I have read some wonderful stories in the media about schools that have involved their pupils in a local tree planting scheme or turned an unused patch in the playground into an impressive vegetable garden. These are great ways for schools to allow children to benefit from a rounded education while encouraging them to become more socially conscious as they get older.

But can going to a greener school have a positive impact on the progress children make in their learning? And if so, how?

Encouraging an eco-friendly approach

In one school I know, the journey to becoming more eco-friendly has had its challenges but the rewards have sometimes been quite unexpected.

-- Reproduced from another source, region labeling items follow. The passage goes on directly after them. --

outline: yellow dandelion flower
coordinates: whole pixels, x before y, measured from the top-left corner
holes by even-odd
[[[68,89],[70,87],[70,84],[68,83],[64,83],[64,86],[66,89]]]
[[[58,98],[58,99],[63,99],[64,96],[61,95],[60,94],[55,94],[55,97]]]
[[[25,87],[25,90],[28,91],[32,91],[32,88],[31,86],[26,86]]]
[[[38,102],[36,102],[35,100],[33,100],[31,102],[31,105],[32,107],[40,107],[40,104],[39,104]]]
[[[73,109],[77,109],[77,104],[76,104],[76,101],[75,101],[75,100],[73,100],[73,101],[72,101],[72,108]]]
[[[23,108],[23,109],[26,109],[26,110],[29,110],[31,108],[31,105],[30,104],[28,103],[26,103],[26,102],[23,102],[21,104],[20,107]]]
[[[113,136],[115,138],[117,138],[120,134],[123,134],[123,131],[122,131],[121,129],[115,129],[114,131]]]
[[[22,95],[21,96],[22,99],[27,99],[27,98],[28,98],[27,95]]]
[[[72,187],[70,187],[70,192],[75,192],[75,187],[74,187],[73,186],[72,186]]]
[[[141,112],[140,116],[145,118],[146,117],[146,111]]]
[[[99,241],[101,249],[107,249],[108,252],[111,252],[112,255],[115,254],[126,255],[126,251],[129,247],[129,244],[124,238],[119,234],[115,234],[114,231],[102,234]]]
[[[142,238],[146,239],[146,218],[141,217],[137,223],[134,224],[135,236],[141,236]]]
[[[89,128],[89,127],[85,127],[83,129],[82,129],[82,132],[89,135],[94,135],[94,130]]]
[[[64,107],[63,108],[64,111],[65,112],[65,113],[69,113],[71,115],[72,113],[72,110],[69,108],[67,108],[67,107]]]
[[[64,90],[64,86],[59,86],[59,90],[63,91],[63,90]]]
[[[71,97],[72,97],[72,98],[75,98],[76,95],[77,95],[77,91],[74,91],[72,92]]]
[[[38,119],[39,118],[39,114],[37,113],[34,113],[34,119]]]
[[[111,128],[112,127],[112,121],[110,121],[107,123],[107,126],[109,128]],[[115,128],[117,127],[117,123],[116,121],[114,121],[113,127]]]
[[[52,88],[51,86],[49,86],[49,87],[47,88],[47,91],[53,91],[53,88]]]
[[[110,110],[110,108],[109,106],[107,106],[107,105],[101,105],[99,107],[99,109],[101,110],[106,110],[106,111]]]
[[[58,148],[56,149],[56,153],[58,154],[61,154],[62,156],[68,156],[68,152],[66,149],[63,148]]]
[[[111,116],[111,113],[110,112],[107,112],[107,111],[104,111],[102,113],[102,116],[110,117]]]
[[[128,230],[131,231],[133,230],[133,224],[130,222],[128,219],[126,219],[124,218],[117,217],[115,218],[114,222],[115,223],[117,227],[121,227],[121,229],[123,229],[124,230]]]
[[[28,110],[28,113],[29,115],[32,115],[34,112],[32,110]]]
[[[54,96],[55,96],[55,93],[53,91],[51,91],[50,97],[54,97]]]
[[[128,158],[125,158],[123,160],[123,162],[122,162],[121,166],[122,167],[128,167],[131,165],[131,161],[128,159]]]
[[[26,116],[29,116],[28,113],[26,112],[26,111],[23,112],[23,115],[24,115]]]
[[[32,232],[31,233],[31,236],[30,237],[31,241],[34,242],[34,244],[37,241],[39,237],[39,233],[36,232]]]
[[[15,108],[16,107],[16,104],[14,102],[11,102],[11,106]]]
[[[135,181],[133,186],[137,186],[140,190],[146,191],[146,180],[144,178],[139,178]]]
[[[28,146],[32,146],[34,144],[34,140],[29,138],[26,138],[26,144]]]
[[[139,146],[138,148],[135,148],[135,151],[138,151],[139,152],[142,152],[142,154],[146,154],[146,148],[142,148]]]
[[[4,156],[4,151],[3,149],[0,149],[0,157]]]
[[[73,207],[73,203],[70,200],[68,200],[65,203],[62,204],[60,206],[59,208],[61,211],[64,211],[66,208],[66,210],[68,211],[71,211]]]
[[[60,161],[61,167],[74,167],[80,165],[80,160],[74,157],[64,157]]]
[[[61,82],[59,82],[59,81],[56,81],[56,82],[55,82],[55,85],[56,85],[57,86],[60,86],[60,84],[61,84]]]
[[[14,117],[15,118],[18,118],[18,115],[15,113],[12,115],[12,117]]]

Located in the Middle East, the school found that most parents did not consider going greener to be a high priority to start with. But a key part of the initiative has been to move the school away from communicating on paper and introduce electronic communications for parents. The benefits of this have resulted in many families embracing their school's greener credentials.

What started as an eco-project at the school has had a significantly wider impact on school life. Could your child's school benefit from introducing electronic communication and exploring some of the other ideas for doing things in a more eco-friendly way? Here are just a few.

1. More frequent updates on progress

Many parents will be familiar with waiting for a paper pupil report to land on the doormat or digging around in their child's bag to find it. These reports often require staff to spend hours of time putting them together and can generate a heavy price tag in terms of paper, printing and postage costs. In addition to this, an annual or termly report will only provide a snapshot of a child's behaviour and achievement at the time it is produced.

More and more schools are introducing electronic options of publishing real-time information on their pupils' attendance, behaviour and achievement for families. Using tools such as an online parent portal, SMS text messaging and email offer efficient and cost-effective ways to keep parents up to date - from their child's latest test scores to important school announcements. And the paperless route is much more eco-friendly too.

2. More engaged pupils

There are online options that schools can introduce for managing homework tasks too. Rather than teachers handing out paper sheets to pupils that can get crumpled up or lost, many schools have opted for an online homework diary that both pupils and parents can log into.

Schools that have introduced a digital option for homework often report that the children are more engaged in the task they have been asked to complete, which has a positive impact on the quality of work they produce. The added bonus is that parents can see what assignments have been set and what resources are needed to complete them so they can provide support from home.

3. Encouraging the positive

Imagine how wonderful it would be to get a positive message from school via text message or email when your child came top in a maths test, earned a house point for their violin playing or helped another child who had fallen down in the playground.

Lots of schools now record information such as house points pupils have earned or examples of good behaviour on their computer systems. This allows them to be shared easily, with individual pupils, the whole school and with parents. This can be a very powerful way to motivate children to focus on improving their conduct in and around the classroom.

Spreading the word

Could your child's school reap some of the rewards the school in the Middle East has seen since it launched its quest to become greener? Key to the success of the scheme has been to get parents on board so we all have a part to play in encouraging schools to be more eco-friendly.

Introducing new ways of doing things requires the commitment of the whole school community. That way parents, pupils and staff will come to appreciate the true benefits of becoming a greener school.